Consumers allergic to milk, egg or peanut should not ignore “may contain” labels – as they are often contaminated with the stated allergen – much more so than those that make no claim, new research suggests.

Although food manufacturers are required to list the known presence of food allergens on product labels, they are under no obligation to mention that a food may have become unintentionally contaminated. According to the Food Allergy and Anaphylaxis Network, about four percent of US adults have a food allergy, with reactions ranging from tingling of the mouth and lips, to anaphylaxis and even death. The prevalence of allergy and difficulties for allergy sufferers in choosing appropriate products led the Food and Drug Administration (FDA) to introduce the Food Allergen Labeling and Consumer Protection Act (FALCPA) in 2006.

The Act mandates the disclosure of eight food allergens in the ingredient statement: Milk, egg, wheat, soy, peanut, tree nuts, fish, and crustacean shellfish – but it does not regulate advisory labels.

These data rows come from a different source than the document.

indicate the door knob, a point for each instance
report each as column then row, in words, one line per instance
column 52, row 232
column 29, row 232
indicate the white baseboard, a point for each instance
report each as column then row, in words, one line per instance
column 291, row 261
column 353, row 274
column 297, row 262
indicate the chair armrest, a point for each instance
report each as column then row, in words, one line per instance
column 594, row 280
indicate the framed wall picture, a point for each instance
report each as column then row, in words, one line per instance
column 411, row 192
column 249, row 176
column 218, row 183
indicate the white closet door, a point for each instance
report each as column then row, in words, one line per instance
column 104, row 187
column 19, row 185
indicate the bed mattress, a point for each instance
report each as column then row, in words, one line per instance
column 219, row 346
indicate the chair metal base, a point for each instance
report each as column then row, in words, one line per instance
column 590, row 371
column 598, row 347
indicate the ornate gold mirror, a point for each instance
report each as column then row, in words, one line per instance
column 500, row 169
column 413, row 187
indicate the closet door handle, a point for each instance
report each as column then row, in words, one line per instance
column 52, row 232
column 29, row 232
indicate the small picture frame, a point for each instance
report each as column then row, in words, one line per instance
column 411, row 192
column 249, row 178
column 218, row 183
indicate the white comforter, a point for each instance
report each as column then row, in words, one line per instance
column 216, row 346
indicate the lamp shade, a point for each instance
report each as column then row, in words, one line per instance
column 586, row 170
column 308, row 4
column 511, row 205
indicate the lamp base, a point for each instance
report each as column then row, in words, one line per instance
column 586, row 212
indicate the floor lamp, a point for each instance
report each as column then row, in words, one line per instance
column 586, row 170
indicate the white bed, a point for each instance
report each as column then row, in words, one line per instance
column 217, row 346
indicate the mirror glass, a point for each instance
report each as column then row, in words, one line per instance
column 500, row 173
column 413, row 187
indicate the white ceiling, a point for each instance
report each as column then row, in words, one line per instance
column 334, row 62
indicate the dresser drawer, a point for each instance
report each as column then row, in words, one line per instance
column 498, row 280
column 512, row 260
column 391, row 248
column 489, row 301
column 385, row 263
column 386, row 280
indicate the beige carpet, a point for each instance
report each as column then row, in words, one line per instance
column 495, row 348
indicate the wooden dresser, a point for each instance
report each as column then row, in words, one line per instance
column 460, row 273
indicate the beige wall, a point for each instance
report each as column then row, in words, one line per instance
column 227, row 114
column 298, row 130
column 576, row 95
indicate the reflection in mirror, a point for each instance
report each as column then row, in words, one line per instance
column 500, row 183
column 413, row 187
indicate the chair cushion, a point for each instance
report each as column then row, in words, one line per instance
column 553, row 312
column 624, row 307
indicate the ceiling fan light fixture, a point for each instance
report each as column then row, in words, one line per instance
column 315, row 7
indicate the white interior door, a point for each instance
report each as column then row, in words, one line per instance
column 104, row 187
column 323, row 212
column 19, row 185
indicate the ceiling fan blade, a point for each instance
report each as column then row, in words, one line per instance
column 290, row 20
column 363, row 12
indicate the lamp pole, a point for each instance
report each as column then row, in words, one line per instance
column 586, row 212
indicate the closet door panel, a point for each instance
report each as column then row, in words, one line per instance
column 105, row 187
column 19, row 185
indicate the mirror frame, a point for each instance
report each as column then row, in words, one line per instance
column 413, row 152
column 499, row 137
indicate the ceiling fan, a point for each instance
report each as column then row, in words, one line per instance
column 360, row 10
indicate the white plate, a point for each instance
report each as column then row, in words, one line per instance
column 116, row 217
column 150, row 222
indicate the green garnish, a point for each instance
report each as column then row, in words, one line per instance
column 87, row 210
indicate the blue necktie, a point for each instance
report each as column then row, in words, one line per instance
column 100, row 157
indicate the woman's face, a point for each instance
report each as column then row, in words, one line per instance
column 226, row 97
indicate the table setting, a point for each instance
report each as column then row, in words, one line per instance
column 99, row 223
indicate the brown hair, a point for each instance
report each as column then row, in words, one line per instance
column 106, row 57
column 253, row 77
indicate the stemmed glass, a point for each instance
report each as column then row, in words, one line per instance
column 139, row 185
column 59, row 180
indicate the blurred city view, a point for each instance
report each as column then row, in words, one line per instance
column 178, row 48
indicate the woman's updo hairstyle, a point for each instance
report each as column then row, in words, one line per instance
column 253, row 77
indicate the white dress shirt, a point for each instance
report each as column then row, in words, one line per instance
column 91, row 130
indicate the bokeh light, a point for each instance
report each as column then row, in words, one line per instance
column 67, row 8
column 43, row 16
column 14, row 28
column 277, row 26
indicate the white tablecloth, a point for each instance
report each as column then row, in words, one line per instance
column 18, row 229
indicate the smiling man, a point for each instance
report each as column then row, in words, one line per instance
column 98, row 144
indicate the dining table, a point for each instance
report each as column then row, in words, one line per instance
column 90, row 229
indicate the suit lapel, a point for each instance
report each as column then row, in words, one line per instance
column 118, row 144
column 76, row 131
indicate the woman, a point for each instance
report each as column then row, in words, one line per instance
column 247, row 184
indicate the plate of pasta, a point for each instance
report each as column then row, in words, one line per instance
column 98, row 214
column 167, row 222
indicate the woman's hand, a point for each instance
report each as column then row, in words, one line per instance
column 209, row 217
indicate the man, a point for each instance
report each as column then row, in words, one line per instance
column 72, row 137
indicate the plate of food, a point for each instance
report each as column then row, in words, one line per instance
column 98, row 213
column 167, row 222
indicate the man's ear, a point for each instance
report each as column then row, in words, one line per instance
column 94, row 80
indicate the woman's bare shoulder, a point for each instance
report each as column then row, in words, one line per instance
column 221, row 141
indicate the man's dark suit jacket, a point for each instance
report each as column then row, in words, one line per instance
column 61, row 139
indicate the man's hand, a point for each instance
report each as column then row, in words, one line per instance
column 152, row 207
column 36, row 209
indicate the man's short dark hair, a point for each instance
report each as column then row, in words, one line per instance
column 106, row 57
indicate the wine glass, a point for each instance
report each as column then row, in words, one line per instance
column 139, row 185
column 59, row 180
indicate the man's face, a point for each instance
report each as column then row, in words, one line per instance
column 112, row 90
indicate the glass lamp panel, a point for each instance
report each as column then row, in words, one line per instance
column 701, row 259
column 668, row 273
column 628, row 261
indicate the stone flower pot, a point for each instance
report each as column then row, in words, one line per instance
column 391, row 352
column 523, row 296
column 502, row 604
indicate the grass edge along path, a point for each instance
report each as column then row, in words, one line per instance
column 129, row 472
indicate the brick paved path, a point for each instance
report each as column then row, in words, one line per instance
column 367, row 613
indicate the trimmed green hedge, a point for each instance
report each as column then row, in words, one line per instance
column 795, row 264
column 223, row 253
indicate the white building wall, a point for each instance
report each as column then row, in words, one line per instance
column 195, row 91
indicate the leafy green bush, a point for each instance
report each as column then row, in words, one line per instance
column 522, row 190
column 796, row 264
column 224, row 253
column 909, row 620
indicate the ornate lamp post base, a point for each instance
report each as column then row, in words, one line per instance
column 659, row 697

This latest research, published as a letter to the editor in the Journal of Allergy and Clinical Immunology, is intended to provide consumers, industry, regulators and doctors with a better idea of how frequently foods that carry warning labels are contaminated with the stated allergen.

Citing previous research, the authors said that consumers are increasingly ignoring “may contain” or “made in a facility that processes…” warning labels, even though they signify “a small but real” risk.

The researchers examined 57 products with advisory labels for egg, 59 for milk, and 112 for peanut. The numbers of products with no allergen labels at all were 117, 134, and 120 for egg, milk, and peanut, respectively. They tested foods in portions equal to the recommended serving size, and a lower limit for detection was set at 2.5 parts per million.

They found detectable allergens in 5.3 percent of advisory-labeled products and 1.9 percent of similar products without advisory statements. Among foods from small companies, 5.1 percent were contaminated compared with 0.75 percent from large companies, the researchers wrote.

Products from small companies were found to be more likely to contain milk – but not egg or peanut – than products from large companies.

“These findings indicate a real risk for consumers and highlight the need to increase awareness among manufacturers, particularly from smaller companies,” the study’s authors wrote.

They also called for more research into the level of contamination that would result in allergic reaction, as well as changes in manufacturing procedures, and more widespread testing to allow production of safer products that would not require advisory labels.